Quick Links

Re: UTF8 with BOM support in psql

From:	Peter Eisentraut <peter_e(at)gmx(dot)net>
To:	Itagaki Takahiro <itagaki(dot)takahiro(at)oss(dot)ntt(dot)co(dot)jp>
Cc:	pgsql-hackers(at)postgresql(dot)org
Subject:	Re: UTF8 with BOM support in psql
Date:	2009-11-14 10:46:47
Message-ID:	1258195607.14314.20.camel@vanquo.pezone.net
Views:	Whole Thread \| Raw Message \| Download mbox \| Resend email
Thread:
Lists:	pgsql-hackers

On ons, 2009-10-21 at 13:11 +0900, Itagaki Takahiro wrote:
> Client encoding is declared in body of a file, but BOM is
> in head of the file.

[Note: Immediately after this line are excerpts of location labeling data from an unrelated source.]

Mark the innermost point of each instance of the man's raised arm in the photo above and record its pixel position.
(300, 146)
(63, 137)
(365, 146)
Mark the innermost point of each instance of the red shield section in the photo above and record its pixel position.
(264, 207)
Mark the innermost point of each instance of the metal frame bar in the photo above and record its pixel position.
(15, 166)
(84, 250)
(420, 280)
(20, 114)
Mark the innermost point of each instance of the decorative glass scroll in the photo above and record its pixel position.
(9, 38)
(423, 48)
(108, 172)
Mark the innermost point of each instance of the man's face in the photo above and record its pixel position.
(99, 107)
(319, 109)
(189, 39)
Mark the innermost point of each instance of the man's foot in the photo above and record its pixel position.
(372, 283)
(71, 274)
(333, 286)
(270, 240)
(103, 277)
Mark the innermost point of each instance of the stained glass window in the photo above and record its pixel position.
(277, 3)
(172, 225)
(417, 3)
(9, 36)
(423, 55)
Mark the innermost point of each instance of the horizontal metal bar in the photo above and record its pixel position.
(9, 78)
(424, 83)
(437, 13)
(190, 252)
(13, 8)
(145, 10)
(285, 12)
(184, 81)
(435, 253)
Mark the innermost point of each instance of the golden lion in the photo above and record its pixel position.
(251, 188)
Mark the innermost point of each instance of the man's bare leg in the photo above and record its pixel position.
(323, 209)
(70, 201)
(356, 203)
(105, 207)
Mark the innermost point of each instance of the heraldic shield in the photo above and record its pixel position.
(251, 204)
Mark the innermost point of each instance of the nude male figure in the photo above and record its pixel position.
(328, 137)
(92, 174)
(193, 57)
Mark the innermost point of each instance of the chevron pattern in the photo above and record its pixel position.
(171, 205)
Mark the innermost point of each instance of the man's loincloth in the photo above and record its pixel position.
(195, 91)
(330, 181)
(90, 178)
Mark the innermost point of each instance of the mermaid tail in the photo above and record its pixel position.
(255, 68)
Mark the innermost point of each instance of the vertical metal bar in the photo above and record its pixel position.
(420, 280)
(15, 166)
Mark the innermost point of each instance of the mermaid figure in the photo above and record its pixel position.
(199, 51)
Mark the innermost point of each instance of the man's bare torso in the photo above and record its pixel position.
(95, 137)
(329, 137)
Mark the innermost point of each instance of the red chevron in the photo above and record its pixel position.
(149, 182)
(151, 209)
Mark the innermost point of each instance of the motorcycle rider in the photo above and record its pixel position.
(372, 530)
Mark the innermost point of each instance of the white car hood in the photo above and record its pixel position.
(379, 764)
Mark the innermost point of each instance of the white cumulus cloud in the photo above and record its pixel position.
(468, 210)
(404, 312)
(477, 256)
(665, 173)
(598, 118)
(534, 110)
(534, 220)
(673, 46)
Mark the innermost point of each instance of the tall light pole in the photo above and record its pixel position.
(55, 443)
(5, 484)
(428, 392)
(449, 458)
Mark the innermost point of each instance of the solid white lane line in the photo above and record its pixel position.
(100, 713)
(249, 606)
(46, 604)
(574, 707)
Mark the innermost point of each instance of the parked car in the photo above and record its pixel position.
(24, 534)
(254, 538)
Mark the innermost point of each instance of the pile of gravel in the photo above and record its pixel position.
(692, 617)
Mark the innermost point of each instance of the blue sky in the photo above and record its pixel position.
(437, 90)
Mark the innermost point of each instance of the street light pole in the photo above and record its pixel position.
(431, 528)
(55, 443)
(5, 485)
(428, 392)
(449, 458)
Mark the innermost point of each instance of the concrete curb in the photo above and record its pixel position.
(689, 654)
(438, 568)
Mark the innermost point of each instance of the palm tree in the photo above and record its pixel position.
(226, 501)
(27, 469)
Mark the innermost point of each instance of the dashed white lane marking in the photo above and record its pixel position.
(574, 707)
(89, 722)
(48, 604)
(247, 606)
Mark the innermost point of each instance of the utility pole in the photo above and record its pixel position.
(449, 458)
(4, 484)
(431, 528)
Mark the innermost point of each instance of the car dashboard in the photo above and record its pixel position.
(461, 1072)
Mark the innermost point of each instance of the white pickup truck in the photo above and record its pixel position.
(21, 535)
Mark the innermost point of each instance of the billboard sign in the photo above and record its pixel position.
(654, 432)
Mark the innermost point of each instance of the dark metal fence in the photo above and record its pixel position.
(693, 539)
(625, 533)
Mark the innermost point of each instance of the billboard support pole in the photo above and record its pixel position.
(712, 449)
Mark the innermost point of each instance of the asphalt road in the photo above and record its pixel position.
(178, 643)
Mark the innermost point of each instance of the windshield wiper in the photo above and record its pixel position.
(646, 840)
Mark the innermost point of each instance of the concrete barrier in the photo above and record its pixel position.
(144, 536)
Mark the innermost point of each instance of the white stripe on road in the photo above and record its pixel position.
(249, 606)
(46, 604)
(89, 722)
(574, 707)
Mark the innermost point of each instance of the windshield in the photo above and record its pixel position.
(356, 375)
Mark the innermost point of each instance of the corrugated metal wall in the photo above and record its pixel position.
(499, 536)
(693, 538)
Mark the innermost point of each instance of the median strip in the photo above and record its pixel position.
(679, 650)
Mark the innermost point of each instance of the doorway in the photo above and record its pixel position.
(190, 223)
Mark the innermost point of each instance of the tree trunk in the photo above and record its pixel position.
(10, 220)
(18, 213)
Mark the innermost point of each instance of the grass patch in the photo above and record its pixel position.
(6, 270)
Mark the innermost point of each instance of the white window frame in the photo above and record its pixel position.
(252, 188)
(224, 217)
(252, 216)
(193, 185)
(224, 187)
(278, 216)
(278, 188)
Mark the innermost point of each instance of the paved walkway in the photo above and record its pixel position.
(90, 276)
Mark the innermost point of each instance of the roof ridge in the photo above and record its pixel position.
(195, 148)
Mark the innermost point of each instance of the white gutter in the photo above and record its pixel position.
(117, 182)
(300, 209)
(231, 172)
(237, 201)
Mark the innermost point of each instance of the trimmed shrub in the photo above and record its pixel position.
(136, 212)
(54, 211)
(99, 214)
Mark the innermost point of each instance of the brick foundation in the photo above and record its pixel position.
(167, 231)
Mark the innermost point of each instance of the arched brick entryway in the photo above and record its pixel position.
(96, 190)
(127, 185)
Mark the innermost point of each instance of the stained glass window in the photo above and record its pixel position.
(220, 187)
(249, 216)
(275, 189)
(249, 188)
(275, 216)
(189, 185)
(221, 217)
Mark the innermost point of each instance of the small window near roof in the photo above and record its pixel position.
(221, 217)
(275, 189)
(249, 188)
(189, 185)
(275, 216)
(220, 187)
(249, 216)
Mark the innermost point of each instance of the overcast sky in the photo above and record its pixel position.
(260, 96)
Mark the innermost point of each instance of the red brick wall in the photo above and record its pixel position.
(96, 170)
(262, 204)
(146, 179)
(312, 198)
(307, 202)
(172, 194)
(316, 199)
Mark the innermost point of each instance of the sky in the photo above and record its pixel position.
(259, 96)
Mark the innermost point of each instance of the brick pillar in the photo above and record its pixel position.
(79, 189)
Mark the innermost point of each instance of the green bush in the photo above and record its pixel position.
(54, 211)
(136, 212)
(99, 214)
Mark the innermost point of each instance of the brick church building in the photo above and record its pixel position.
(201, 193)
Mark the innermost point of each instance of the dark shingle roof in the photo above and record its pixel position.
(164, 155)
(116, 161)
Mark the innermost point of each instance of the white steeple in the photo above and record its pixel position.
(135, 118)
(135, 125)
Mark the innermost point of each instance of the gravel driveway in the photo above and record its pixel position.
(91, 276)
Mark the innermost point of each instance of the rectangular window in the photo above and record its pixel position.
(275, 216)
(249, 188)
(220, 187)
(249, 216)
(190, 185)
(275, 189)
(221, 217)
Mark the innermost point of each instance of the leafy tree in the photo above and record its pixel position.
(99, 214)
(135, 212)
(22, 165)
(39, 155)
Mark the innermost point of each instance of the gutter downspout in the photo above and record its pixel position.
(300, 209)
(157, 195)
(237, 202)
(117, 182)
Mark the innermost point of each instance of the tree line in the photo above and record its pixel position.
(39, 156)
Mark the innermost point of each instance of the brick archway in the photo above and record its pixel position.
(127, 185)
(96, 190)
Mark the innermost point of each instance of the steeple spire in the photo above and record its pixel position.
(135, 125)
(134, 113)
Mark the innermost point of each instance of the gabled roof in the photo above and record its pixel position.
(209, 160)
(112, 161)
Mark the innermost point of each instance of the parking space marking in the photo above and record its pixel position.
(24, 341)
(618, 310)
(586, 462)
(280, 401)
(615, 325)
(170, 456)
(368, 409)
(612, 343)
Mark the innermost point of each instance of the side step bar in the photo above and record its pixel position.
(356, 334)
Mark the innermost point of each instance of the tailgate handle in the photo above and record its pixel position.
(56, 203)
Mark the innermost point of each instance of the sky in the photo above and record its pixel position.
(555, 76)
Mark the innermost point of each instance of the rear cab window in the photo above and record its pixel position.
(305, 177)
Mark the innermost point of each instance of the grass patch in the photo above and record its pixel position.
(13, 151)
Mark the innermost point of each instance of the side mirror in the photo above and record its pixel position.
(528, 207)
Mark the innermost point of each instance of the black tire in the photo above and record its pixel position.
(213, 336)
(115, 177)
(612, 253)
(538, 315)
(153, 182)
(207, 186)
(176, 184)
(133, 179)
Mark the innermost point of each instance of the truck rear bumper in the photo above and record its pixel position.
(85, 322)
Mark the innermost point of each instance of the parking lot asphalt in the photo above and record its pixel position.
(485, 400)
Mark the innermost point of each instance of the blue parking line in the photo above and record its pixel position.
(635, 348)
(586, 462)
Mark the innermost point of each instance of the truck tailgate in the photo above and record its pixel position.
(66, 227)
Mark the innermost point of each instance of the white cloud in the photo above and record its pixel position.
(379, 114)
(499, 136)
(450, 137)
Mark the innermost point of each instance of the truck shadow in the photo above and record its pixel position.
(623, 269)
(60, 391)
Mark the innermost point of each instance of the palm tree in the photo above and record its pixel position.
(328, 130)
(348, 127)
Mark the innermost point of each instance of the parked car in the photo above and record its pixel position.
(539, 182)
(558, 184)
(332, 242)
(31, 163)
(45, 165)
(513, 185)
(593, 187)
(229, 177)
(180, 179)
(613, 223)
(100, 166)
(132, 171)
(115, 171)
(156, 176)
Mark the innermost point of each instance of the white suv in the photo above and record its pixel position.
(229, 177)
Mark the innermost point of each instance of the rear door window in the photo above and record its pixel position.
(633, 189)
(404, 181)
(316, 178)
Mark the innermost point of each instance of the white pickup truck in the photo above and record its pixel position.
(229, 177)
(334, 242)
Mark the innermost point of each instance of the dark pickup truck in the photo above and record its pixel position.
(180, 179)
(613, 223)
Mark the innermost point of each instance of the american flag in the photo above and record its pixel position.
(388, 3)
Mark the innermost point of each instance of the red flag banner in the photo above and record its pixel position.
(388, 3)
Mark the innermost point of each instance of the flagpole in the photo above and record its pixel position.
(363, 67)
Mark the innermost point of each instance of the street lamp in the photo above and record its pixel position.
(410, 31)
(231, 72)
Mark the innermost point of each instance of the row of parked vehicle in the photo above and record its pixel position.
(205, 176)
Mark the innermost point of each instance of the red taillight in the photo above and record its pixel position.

So, we should always ignore BOM sequence
> at the file head no matter what client encoding is used.
>
> The attached patch replace BOM with while spaces, but it does not
> change client encoding automatically. I think we can always ignore
> client encoding at the replacement because SQL command cannot start
> with BOM sequence. If we don't ignore the sequence, execution of
> the script must fail with syntax error.

I don't know what the best solution is here. The BOM encoded as UTF-8
is valid data in other encodings. Of course, there is your point that
such data cannot be at the start of an SQL command.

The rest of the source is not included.